FARMINGTON — Farmington Area Ecumenical Ministry’s annual service honoring Martin Luther King Jr. will be held at noon Monday, Jan. 16, at Old South Congregational Church, 227 Main St.
Two special events sponsored by FAEM will be hosted at Old South in honor of Dr. King. The first is a Special Service at noon at Old South. The guest speaker will be Professor Charles Nero, professor of rhetoric, African American studies and American cultural studies at Bates College. He will be talking about the role of Hollywood in the civil rights movement.
He teaches senior level seminars on the Harlem Renaissance for African American studies and The Interracial Buddy Film from The Cold War to Obama for the rhetoric department. He designed the Introduction to African American Studies course and has served as Chair of African American Studies. His other courses include Black Gay and Lesbian Literatures, Lesbian and Gay Images in Film, Minority Images in Film, and Black Pride and the 1970s. He is a founding member of the James Baldwin Society and serves on the Executive Board of the Collegium of African American Research.
His talk, entitled “White Fragility and The Civil Rights Movement by Hollywood,” is taken from his planned book, “White Redemption: History by Hollywood,” and is based on a course he teaches at Bates College.
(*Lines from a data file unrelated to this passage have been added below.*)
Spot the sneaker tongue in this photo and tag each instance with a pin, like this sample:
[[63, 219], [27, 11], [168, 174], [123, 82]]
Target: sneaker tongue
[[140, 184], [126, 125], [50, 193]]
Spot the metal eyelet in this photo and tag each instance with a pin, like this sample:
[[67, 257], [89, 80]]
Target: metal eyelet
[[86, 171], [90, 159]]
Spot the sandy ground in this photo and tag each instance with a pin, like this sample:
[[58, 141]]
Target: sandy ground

The service will include special music from Patricia Hayden, Dan Woodward and Andy Buckland. A collection will be taken for New Beginnings, an organization that serves runaway and homeless youth.
The second event of the day at Old South Congregational Church will be the documentary film “Freedom Summer 1964.”
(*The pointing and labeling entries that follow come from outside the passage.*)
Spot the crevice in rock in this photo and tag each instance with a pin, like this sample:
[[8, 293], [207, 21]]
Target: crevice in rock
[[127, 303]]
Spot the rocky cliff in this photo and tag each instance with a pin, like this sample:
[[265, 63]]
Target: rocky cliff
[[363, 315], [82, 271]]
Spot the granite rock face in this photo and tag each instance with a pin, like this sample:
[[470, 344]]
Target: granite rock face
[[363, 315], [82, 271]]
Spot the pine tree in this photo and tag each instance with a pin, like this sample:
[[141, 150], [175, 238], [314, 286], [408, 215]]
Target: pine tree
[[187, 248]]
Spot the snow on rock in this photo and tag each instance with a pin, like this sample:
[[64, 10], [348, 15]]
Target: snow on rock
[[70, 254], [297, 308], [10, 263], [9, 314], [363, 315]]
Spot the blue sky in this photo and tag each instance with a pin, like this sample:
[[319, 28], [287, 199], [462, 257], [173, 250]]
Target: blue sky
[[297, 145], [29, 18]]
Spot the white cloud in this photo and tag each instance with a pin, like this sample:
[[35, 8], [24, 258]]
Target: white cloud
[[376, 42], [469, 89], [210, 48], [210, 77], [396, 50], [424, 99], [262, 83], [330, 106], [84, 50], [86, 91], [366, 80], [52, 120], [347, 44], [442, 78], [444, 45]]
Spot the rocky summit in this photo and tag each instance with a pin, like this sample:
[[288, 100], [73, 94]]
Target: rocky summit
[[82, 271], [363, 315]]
The event runs from 3 to 5:45 p.m., including the two-hour film and discussion to follow. The Rev. Doug Dunlap will lead the discussion. The program, which is free of charge, is sponsored by the Farmington Area Ecumenical Ministry. The public is invited to attend.
“Freedom Summer” draws upon archival film footage and current interviews to depict efforts by African-Americans to register to vote in Mississippi, where, at the beginning of 1964, fewer than 5 percent had been successful in doing so. In the summer of 1964, more than 700 college students from around the country joined Mississippi African-American leaders to assist with registration, encountering violence, intimidation, church burnings, and the deaths of three civil rights advocates. These events led to the 1965 passage by Congress of the Voting Rights Act.
The film was released on the 50th anniversary of that 1964 summer, premiering at the Sundance Film Festival in 2014. It won “Best Documentary” award at the 2014 Pan African Film Festival in Los Angeles.